CRÍTICADECINE
¡Bruja, más que bruja!
En 1999, gracias a una brillante operación publicitaria y utilizando la excusa de falso documental como hilo conductor de historia truculenta en plan found footage o, lo que es lo mismo, material encontrado, que se transmitió de boca a oreja por medio mundo, El proyecto de la bruja de Blair fue un éxito que sacó el máximo con lo mínimo.
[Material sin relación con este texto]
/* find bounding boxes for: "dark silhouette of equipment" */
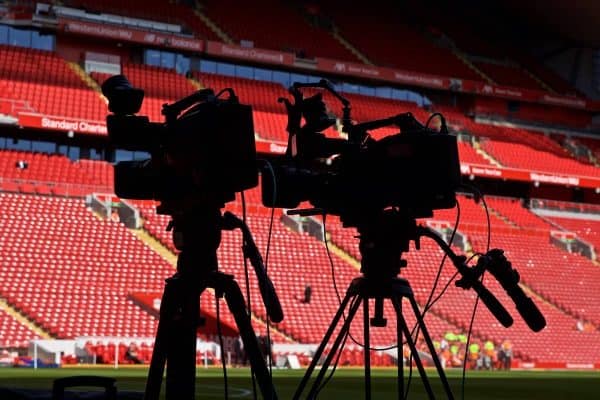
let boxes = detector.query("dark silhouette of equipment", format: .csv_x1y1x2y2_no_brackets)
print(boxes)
145,208,283,400
102,75,283,400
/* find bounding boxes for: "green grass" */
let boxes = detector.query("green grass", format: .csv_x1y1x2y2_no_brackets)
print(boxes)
0,368,600,400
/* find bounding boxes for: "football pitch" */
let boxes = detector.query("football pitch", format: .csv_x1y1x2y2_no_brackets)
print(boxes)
0,367,600,400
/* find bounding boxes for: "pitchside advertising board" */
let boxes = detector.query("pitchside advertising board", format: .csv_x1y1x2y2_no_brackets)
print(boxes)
19,113,108,135
11,113,600,192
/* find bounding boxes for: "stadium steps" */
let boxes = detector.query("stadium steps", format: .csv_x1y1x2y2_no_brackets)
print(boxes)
194,3,234,44
453,50,496,85
0,298,53,339
332,25,373,65
471,140,503,168
65,61,107,102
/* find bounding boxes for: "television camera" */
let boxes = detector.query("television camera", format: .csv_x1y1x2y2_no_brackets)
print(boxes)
102,75,283,400
102,75,258,209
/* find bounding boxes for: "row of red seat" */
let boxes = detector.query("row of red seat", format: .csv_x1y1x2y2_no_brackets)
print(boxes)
0,45,106,121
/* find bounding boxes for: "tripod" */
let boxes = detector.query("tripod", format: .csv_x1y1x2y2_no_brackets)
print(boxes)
144,208,277,400
294,210,454,400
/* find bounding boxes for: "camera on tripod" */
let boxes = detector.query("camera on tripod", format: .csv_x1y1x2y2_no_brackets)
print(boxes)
102,75,258,204
262,80,461,222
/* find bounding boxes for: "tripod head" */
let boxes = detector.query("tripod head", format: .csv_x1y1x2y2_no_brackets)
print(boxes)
158,200,283,323
352,209,418,279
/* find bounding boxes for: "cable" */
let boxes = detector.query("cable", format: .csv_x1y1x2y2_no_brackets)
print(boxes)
425,112,445,128
238,190,258,400
321,213,398,351
460,271,485,400
264,160,277,396
315,296,360,397
461,183,492,253
215,293,229,400
406,202,460,399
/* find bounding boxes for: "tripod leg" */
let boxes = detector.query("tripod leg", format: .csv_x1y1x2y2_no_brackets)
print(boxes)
409,297,454,400
396,297,404,400
392,296,435,399
144,280,177,400
294,290,354,400
215,276,277,400
363,297,371,400
144,275,200,400
307,295,362,400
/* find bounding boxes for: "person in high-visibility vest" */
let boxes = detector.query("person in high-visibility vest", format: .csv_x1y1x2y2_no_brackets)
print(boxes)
500,339,513,371
468,343,481,369
483,340,496,370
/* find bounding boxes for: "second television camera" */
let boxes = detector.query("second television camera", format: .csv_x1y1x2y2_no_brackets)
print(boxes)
102,75,258,204
262,80,461,226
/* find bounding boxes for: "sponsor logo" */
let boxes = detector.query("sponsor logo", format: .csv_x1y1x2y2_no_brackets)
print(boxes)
40,117,107,135
542,94,586,108
471,166,502,177
144,33,156,43
394,71,444,87
333,63,346,72
219,45,285,64
567,363,594,369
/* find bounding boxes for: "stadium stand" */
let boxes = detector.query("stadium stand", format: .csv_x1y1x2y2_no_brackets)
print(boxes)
474,62,544,90
0,45,106,121
0,309,40,348
481,140,598,176
322,0,483,81
0,150,113,196
547,216,600,253
64,0,219,40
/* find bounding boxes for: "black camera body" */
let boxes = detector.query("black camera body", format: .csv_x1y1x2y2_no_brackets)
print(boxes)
262,81,461,226
102,75,258,204
262,131,460,218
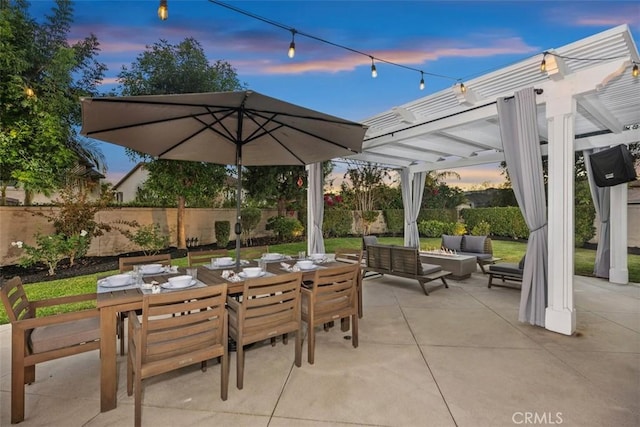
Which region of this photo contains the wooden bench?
[363,245,451,295]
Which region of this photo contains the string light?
[158,0,169,21]
[209,0,459,89]
[287,30,296,58]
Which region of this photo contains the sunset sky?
[31,0,640,188]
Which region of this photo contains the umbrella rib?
[247,110,361,153]
[86,109,234,136]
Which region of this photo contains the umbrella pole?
[234,143,242,269]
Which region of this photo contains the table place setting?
[203,257,250,270]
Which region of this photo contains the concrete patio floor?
[0,273,640,427]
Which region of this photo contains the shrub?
[418,220,450,237]
[266,216,304,241]
[471,220,491,236]
[240,207,262,244]
[213,221,231,248]
[322,209,353,238]
[382,209,404,236]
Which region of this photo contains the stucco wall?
[0,206,277,265]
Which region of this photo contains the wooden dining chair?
[227,272,302,390]
[0,276,100,424]
[187,249,229,267]
[127,284,229,427]
[334,248,364,319]
[117,254,171,356]
[301,264,360,364]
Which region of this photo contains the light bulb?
[158,0,169,21]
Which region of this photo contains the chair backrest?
[139,283,227,362]
[0,276,35,323]
[118,254,171,273]
[187,249,229,267]
[311,264,360,324]
[366,245,393,271]
[238,273,302,341]
[334,248,362,264]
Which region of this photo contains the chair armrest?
[30,293,98,308]
[227,297,240,313]
[11,309,100,331]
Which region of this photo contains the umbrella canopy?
[80,91,367,265]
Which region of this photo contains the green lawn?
[0,237,640,324]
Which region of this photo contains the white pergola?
[332,25,640,335]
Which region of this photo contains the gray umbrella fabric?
[80,91,367,265]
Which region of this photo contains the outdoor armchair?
[302,264,360,364]
[334,247,362,319]
[227,273,302,389]
[0,276,100,423]
[127,284,229,427]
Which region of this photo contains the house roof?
[350,25,640,171]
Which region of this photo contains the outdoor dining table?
[97,259,356,412]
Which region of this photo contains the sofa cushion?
[442,234,462,252]
[419,262,442,274]
[462,236,487,254]
[489,262,522,276]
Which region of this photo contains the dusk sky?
[31,0,640,187]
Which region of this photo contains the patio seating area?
[0,270,640,427]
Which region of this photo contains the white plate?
[160,279,198,289]
[140,267,165,276]
[98,277,133,288]
[238,271,267,279]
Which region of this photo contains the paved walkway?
[0,273,640,427]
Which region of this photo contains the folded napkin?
[221,270,242,282]
[280,262,300,273]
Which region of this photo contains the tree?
[118,38,243,249]
[242,166,305,216]
[0,0,106,205]
[342,161,390,234]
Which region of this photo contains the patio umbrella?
[80,91,367,266]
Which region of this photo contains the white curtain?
[400,168,427,249]
[307,163,324,254]
[497,88,548,326]
[582,148,611,279]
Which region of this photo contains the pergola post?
[609,184,629,285]
[545,88,576,335]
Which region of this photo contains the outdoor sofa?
[440,234,497,274]
[363,244,451,295]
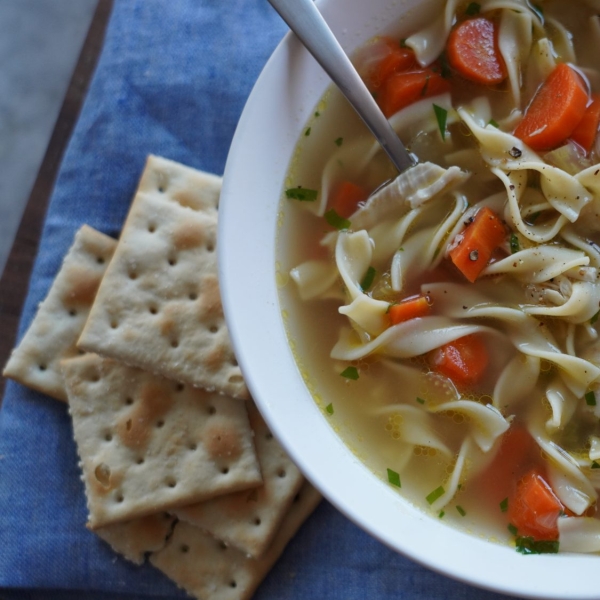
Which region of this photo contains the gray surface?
[0,0,97,274]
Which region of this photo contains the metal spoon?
[269,0,415,173]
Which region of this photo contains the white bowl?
[219,0,600,599]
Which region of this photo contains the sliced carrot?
[473,424,539,507]
[449,206,506,283]
[329,181,368,219]
[508,469,565,540]
[571,94,600,152]
[388,296,431,325]
[514,63,588,150]
[377,67,450,117]
[428,334,489,389]
[367,38,416,91]
[446,17,507,85]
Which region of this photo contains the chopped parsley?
[340,367,358,381]
[324,208,350,229]
[585,390,596,406]
[516,536,558,554]
[360,267,377,292]
[433,104,448,140]
[465,2,481,17]
[425,485,445,504]
[388,469,402,487]
[285,185,318,202]
[510,233,521,254]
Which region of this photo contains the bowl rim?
[218,0,600,600]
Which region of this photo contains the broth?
[277,0,600,551]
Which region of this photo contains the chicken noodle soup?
[278,0,600,553]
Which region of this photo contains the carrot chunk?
[388,296,431,325]
[367,38,416,91]
[514,63,588,150]
[449,206,506,283]
[571,94,600,152]
[508,469,565,540]
[446,17,507,85]
[329,181,368,219]
[377,67,450,117]
[428,334,489,389]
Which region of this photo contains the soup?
[278,0,600,553]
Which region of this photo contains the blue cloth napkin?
[0,0,516,600]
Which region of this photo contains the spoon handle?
[269,0,415,172]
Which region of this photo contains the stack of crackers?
[4,156,320,600]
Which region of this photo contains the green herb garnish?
[585,390,596,406]
[516,536,558,554]
[465,2,481,17]
[425,485,445,504]
[510,233,521,254]
[285,185,318,202]
[340,367,358,381]
[324,208,350,229]
[433,104,448,140]
[360,267,377,292]
[388,469,402,487]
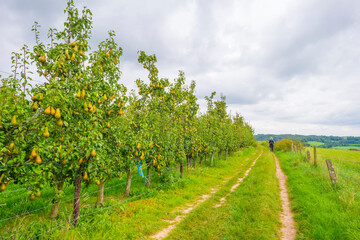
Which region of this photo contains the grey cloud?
[0,0,360,135]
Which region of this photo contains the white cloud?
[0,0,360,135]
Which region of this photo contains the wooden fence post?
[326,159,337,184]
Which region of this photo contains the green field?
[333,146,360,150]
[278,148,360,239]
[0,146,360,240]
[0,148,264,239]
[307,141,324,147]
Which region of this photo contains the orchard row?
[0,1,253,223]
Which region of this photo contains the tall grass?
[277,149,360,240]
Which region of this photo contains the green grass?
[277,148,360,239]
[333,145,360,150]
[307,141,324,147]
[0,148,259,240]
[168,147,281,239]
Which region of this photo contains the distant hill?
[255,134,360,149]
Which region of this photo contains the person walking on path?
[269,137,275,152]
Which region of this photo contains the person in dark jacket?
[269,138,275,151]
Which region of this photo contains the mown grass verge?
[276,149,360,239]
[0,148,257,239]
[168,147,281,239]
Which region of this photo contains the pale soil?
[273,154,296,240]
[214,151,262,208]
[150,152,262,239]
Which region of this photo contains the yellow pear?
[55,108,61,119]
[35,155,42,164]
[90,149,96,157]
[56,119,64,127]
[11,115,18,127]
[44,106,51,115]
[43,127,50,138]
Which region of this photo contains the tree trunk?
[180,163,183,178]
[146,165,151,187]
[124,169,132,197]
[72,167,82,226]
[49,181,64,219]
[95,179,106,207]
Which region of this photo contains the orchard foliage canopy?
[0,0,254,222]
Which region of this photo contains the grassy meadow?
[277,148,360,240]
[0,148,260,240]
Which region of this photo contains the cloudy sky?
[0,0,360,136]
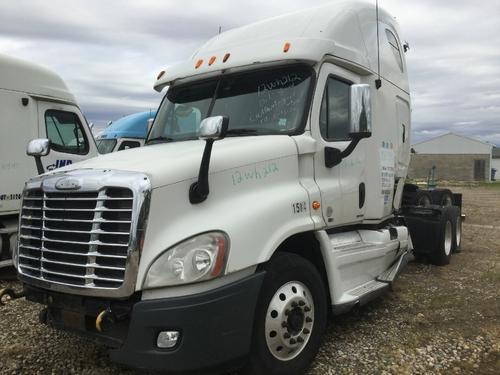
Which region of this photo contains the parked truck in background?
[6,2,460,375]
[0,55,97,268]
[96,110,156,154]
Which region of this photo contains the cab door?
[311,63,366,227]
[38,101,97,171]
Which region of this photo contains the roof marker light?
[156,70,165,81]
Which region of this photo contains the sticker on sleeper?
[380,148,394,206]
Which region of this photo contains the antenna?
[375,0,382,90]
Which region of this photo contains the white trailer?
[0,55,97,268]
[6,2,460,375]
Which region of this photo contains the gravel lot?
[0,185,500,375]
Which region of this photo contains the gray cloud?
[0,0,500,144]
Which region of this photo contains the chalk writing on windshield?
[250,73,304,126]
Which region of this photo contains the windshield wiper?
[146,136,174,145]
[226,128,259,135]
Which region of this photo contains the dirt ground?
[0,185,500,375]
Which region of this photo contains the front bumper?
[23,272,264,372]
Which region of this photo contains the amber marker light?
[156,70,165,81]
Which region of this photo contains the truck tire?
[244,253,327,375]
[431,189,453,206]
[430,207,454,266]
[404,205,460,266]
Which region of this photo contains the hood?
[57,135,297,188]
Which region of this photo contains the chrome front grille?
[18,187,137,289]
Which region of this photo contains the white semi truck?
[0,55,97,268]
[6,2,460,375]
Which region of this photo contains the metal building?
[408,133,493,181]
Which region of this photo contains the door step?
[377,251,414,285]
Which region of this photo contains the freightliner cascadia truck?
[7,2,461,375]
[0,55,97,269]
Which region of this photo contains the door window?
[118,141,141,151]
[319,77,350,141]
[45,109,89,155]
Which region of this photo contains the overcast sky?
[0,0,500,145]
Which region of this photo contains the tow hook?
[0,288,24,306]
[95,308,116,332]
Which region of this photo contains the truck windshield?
[148,66,312,143]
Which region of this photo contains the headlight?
[144,232,229,289]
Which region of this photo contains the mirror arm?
[33,156,45,174]
[189,139,214,204]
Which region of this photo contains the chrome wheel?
[265,281,314,361]
[444,220,453,256]
[455,216,462,248]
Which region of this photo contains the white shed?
[408,133,493,181]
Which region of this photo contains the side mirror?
[349,84,372,139]
[198,116,229,141]
[26,138,50,157]
[146,118,155,134]
[26,138,50,174]
[189,116,229,204]
[325,84,372,168]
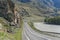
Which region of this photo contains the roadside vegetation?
[44,16,60,25]
[0,18,23,40]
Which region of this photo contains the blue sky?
[53,0,60,8]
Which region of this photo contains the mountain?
[53,0,60,8]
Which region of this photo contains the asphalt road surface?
[22,22,60,40]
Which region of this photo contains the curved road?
[22,22,60,40]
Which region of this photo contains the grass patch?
[28,21,60,38]
[0,18,23,40]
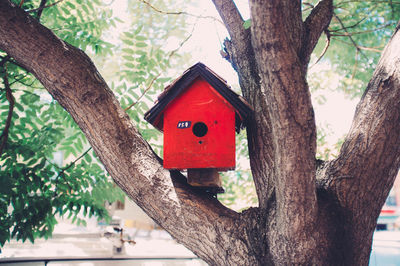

Casi veinte años después nos “endosan” esta secuela con un guión que parece escrito en un único folio –por una sola cara– con el hermano de una joven desaparecida en la primera entrega que le sigue los pasos junto a un grupo de amigos y una pareja del lugar que los acompaña, mientras cuentan la oscura historia de la susodicha bruja, castigada por los lugareños y que posteriormente llevó a cabo cumplida venganza, resarcimiento que visto lo visto prosigue. Y ahí los tenemos, adentrándose en un solitario bosque, caminando entre la hojarasca, en días grises y noches que devienen eternas, dando vueltas y vueltas entre árboles siniestros, buscando una desvencijada casa que es cuna del mal. Llevan cámaras hasta en las orejas, un dron y demás parafernalia, todo para acabar corriendo de aquí para allá entre símbolos primitivos, gritando hasta desgañitarse y con el director Adam Wingard mareando con sus cámaras subjetivas, que ponen de los nervios no por lo que se ve sino por cómo se ve, con cámara al hombro y ruidos continuados que llegan al paroxismo más encrespado. Y es que Blair Witch, aunque se venda como experimento visual o lo que les dé la gana, es una sandez de chichinabo en los bosques malditos de Maryland o donde les plazca. Mejor será olvidarnos de la bruja porque el que viene ahora es el coco.